ANNOUNCEMENT ON THE COMPLETION OF THE BUYBACK PROGRAMME IN RESPECT OF THE U.S.$300,000,000 9.00 PER CENT. LOAN PARTICIPATION NOTES DUE 2025 ISSUED BY BONITRON DESIGNATED ACTIVITY COMPANY AND ON THE COMMENCEMENT OF THE BUYBACK PROGRAMME
15 January 2025
Bonitron Designated Activity Company («Bonitron») announces that Eurotorg LLC («Eurotorg»), the Borrower under U.S.$300,000,000 9.00 per cent. Loan Participation Notes due 2025 (XS2243344434) issued by Bonitron (the «Notes»), has completed the buyback programme for the maximum amount of U.S.$25,297,000 (as was expended on 04.06.2024), which was effective during the period commencing on 08.01.2024 and ending on 31.12.2024. During this period, the Notes in the aggregate principal amount of U.S.$4,700,000 have been repurchased by Eurotorg and/or on behalf of Eurotorg. On 08.01.2025, the Notes in the principal amount of U.S.$3,000,000 were further repurchased.
Consequently, as of 15.01.2025, the Notes in the aggregate principal amount of U.S.$78,341,000 remained outstanding, of which U.S.$ 57,494,000 were held by Eurotorg and/or on behalf of Eurotorg.

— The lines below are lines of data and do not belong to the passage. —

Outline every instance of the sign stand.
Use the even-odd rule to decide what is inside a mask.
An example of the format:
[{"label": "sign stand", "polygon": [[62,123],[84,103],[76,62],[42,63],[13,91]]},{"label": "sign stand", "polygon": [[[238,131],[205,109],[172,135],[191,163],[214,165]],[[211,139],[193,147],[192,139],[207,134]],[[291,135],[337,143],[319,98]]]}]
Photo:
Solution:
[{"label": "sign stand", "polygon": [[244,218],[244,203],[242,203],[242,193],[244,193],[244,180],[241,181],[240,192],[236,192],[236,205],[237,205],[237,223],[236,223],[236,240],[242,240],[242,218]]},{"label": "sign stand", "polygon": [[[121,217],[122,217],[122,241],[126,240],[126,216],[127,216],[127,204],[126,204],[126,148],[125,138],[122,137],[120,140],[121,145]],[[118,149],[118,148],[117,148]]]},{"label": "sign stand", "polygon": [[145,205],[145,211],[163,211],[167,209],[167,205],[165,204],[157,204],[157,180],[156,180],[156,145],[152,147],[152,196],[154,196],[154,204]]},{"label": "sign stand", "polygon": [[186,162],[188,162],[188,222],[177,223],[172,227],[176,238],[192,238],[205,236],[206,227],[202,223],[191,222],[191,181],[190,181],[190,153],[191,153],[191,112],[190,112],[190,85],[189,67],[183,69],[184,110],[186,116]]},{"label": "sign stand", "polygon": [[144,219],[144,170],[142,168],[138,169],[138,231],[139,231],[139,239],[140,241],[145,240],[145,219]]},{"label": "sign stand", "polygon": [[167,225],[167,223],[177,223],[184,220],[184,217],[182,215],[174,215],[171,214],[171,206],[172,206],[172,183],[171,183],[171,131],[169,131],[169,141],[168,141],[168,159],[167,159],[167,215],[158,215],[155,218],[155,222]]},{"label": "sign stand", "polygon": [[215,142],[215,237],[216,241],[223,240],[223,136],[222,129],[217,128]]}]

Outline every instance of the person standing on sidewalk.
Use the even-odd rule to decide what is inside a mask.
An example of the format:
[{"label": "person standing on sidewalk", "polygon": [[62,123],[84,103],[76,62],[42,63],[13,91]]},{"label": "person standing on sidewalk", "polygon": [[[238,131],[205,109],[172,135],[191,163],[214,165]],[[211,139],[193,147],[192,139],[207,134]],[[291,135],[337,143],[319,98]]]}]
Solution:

Bonitron also announces today that Eurotorg is commencing a new buyback programme in respect of the available Notes in the maximum amount of U.S.$20,847,000, which corresponds to the total principal amount of the Notes being outstanding and is not held by Eurotorg and/or on behalf of Eurotorg as of the date hereof. The terms of the repurchases under the new buyback programme will be negotiated individually with each potential seller. The new buyback programme will commence on 15.01.2025 and will end on 20.10.2025. The Notes are expected to be repurchased directly by Eurotorg and/or by Eurotorg Holding PLC. The repurchased Notes will be cancelled or held in treasury.

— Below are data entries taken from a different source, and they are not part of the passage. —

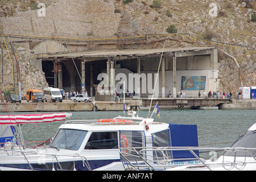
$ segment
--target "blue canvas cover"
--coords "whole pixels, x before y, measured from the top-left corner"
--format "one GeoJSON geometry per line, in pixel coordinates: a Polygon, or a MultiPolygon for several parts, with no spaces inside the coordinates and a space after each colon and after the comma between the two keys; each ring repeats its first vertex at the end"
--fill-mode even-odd
{"type": "Polygon", "coordinates": [[[250,96],[251,99],[253,98],[252,96],[251,96],[251,94],[253,93],[254,94],[253,99],[256,99],[256,86],[251,86],[251,94],[250,94],[250,96]]]}
{"type": "Polygon", "coordinates": [[[13,142],[15,129],[13,126],[0,125],[0,146],[3,147],[6,142],[13,142]]]}
{"type": "MultiPolygon", "coordinates": [[[[197,126],[196,125],[169,124],[171,147],[198,147],[197,126]]],[[[198,151],[194,152],[199,156],[198,151]]],[[[174,151],[174,159],[195,158],[187,151],[174,151]]]]}

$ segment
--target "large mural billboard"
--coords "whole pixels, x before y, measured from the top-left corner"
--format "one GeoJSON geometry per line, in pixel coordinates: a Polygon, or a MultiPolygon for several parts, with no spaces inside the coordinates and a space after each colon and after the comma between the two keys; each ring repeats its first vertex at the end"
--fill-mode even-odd
{"type": "Polygon", "coordinates": [[[182,76],[182,90],[203,90],[205,89],[206,76],[182,76]]]}

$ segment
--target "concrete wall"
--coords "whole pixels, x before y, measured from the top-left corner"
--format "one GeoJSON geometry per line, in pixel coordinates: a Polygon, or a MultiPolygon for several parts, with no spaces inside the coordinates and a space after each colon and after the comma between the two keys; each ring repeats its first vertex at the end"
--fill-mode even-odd
{"type": "Polygon", "coordinates": [[[0,18],[3,32],[79,39],[114,37],[121,15],[114,13],[114,5],[100,0],[61,0],[46,8],[44,16],[41,10],[0,18]],[[93,36],[88,36],[90,33],[93,36]]]}

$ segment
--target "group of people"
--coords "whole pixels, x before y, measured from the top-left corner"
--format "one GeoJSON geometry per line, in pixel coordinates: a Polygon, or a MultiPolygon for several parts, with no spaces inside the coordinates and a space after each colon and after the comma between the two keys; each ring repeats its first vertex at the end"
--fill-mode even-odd
{"type": "Polygon", "coordinates": [[[184,91],[178,91],[177,97],[178,98],[185,98],[186,93],[184,91]]]}
{"type": "MultiPolygon", "coordinates": [[[[79,93],[78,93],[78,92],[75,92],[74,91],[73,92],[71,92],[71,91],[69,92],[65,92],[65,90],[62,91],[62,99],[66,99],[67,100],[67,98],[70,99],[70,98],[71,98],[72,97],[75,97],[76,95],[77,94],[82,94],[83,93],[82,92],[80,92],[79,93]]],[[[87,92],[87,91],[85,92],[85,94],[88,96],[88,93],[87,92]]]]}
{"type": "MultiPolygon", "coordinates": [[[[205,92],[205,91],[203,91],[203,95],[204,98],[213,97],[214,98],[217,98],[217,99],[219,98],[225,99],[226,98],[226,97],[226,97],[227,98],[229,98],[231,100],[232,100],[232,93],[231,92],[225,93],[222,91],[221,92],[219,92],[218,91],[211,92],[211,91],[210,91],[209,92],[208,92],[208,94],[206,95],[206,93],[205,92]]],[[[201,93],[200,91],[199,91],[198,97],[200,98],[201,96],[201,93]]]]}

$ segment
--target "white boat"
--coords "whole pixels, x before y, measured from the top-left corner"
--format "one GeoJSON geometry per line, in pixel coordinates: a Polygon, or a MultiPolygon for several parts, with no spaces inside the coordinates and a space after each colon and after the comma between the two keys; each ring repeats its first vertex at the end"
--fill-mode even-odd
{"type": "MultiPolygon", "coordinates": [[[[132,111],[129,115],[66,121],[45,150],[1,149],[0,169],[120,171],[126,168],[122,158],[128,156],[127,148],[136,152],[139,148],[198,146],[196,125],[157,122],[153,118],[135,117],[132,111]]],[[[173,158],[191,158],[187,152],[170,154],[173,158]]]]}
{"type": "MultiPolygon", "coordinates": [[[[230,147],[157,147],[142,149],[136,155],[137,160],[143,161],[151,170],[166,171],[255,171],[256,123],[239,137],[230,147]],[[167,154],[187,151],[198,160],[174,159],[167,154]],[[161,154],[161,157],[151,160],[145,154],[161,154]],[[199,155],[200,154],[200,155],[199,155]]],[[[132,149],[127,149],[132,151],[132,149]]],[[[121,151],[121,154],[123,152],[121,151]]],[[[138,169],[141,164],[130,163],[123,156],[124,163],[132,169],[138,169]]]]}

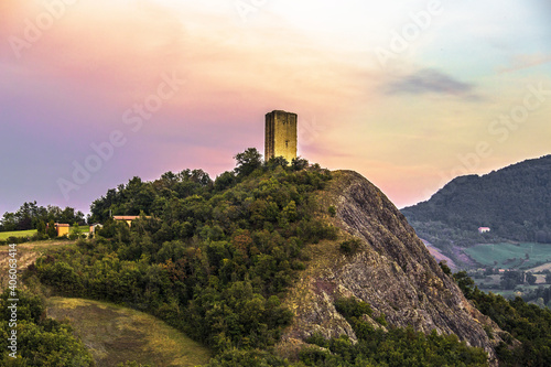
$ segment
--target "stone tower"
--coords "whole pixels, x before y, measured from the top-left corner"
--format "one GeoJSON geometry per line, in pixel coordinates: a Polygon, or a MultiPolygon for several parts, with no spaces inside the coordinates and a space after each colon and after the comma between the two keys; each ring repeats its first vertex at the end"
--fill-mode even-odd
{"type": "Polygon", "coordinates": [[[296,158],[296,114],[266,114],[264,160],[281,155],[291,163],[296,158]]]}

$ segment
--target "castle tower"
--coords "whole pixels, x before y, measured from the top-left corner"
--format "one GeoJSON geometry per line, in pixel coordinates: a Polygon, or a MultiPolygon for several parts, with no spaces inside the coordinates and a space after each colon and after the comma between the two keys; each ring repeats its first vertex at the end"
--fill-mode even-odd
{"type": "Polygon", "coordinates": [[[271,111],[266,114],[264,160],[283,156],[291,162],[296,158],[296,114],[271,111]]]}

This announcement has been prepared solely for informational purposes..This announcement does not constitute or form part of an invitation or inducement to engage in investment activity with, or any offer or invitation to sell or issue, or any solicitation of any offer to purchase or subscribe for, any securities of, Eurotorg or Bonitron, nor shall any part of it nor the fact of its distribution form part of or be relied on in connection with any contract or investment decision relating thereto, nor does it constitute a recommendation regarding the securities of, or any investment in, Eurotorg or Bonitron. The information, statements and opinions contained in this announcement do not constitute a public offer under any applicable legislation or an offer to sell or a solicitation of an offer to buy any securities.

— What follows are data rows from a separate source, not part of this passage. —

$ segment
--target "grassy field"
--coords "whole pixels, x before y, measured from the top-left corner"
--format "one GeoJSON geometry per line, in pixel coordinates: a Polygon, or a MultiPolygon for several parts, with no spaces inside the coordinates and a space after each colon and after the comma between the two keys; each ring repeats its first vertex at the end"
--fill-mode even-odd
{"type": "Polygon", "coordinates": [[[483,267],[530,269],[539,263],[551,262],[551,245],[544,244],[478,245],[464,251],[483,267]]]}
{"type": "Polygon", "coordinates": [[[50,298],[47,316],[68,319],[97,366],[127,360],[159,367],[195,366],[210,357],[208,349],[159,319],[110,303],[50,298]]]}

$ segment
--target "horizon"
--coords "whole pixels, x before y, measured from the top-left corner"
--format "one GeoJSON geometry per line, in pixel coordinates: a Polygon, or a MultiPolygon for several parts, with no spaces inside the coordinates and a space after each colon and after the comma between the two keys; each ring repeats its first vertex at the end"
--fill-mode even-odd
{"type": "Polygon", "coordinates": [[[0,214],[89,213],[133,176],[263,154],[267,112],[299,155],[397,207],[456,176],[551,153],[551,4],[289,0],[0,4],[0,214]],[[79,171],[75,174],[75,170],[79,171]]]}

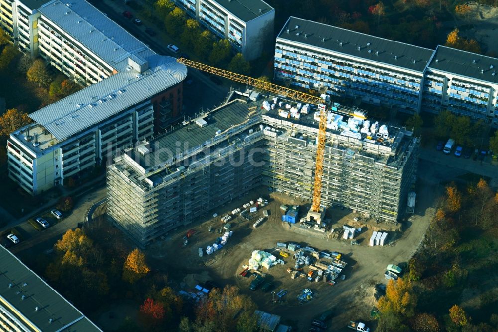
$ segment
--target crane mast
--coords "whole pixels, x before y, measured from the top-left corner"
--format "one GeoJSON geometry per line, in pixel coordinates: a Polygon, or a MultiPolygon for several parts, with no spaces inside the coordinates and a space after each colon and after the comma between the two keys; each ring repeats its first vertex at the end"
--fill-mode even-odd
{"type": "MultiPolygon", "coordinates": [[[[235,82],[253,86],[256,89],[264,90],[269,92],[275,93],[281,96],[290,98],[294,100],[298,100],[303,103],[314,104],[319,106],[320,112],[320,121],[318,125],[318,144],[316,149],[316,162],[315,168],[315,179],[313,183],[313,200],[311,208],[308,212],[307,218],[309,220],[311,215],[314,220],[319,223],[321,217],[323,216],[323,211],[320,208],[322,198],[322,178],[323,176],[323,155],[325,149],[325,139],[327,132],[327,111],[325,104],[326,101],[323,98],[304,92],[298,91],[292,89],[281,86],[269,82],[253,78],[241,74],[233,73],[228,70],[220,69],[215,67],[197,62],[185,58],[178,58],[176,61],[186,66],[188,66],[199,70],[207,72],[214,75],[216,75],[235,82]]],[[[354,116],[361,119],[366,119],[363,115],[356,114],[349,112],[342,112],[347,115],[354,116]]]]}

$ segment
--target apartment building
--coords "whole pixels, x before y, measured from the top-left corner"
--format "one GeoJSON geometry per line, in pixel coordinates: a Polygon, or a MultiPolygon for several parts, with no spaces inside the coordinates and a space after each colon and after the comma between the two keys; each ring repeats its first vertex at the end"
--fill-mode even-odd
{"type": "Polygon", "coordinates": [[[260,56],[273,42],[275,9],[262,0],[173,0],[246,60],[260,56]]]}
{"type": "Polygon", "coordinates": [[[37,8],[47,0],[1,0],[0,26],[19,49],[35,56],[38,54],[37,8]]]}
{"type": "Polygon", "coordinates": [[[89,86],[30,114],[7,140],[9,176],[33,195],[163,131],[180,115],[187,75],[84,0],[39,13],[40,54],[89,86]]]}
{"type": "Polygon", "coordinates": [[[277,37],[275,78],[330,96],[420,111],[433,50],[291,17],[277,37]]]}
{"type": "Polygon", "coordinates": [[[0,331],[102,332],[3,246],[0,262],[0,331]]]}
{"type": "MultiPolygon", "coordinates": [[[[116,158],[108,167],[109,215],[144,246],[258,186],[310,200],[317,110],[233,92],[217,109],[116,158]]],[[[395,223],[415,180],[419,139],[341,115],[350,111],[336,104],[328,113],[322,206],[395,223]]]]}
{"type": "Polygon", "coordinates": [[[291,16],[277,37],[274,78],[409,114],[448,109],[497,126],[497,65],[494,58],[291,16]]]}
{"type": "Polygon", "coordinates": [[[447,109],[498,126],[498,59],[438,46],[425,72],[422,109],[447,109]]]}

This announcement may contain “forward-looking statements” concerning Eurotorg. Generally, the words “will”, “may”, “should”, “could”, “would”, “can”, “continue”, “opportunity”, “believes”, “expects”, “intends”, “anticipates”, “estimates” or similar expressions identify forward-looking statements. The forward-looking statements involve risks and uncertainties that could cause actual results to differ materially from those expressed in the forward-looking statements. Many of these risks and uncertainties relate to factors that are beyond Eurotorg’s ability to control or estimate precisely and therefore undue reliance should not be placed on such statements which speak only as at the date of this announcement. Eurotorg assumes no obligation in respect of, and does not intend to update, these forward-looking statements, except as required pursuant to applicable law.
This announcement may contain inside information as defined in Article 7 of Regulation (EU) No 596/2014 of the European Parliament and of the Council of 16 April 2014 on market abuse (the «Market Abuse Regulation») and is disclosed in accordance with the Bonitron obligations under Article 17 of the Market Abuse Regulation.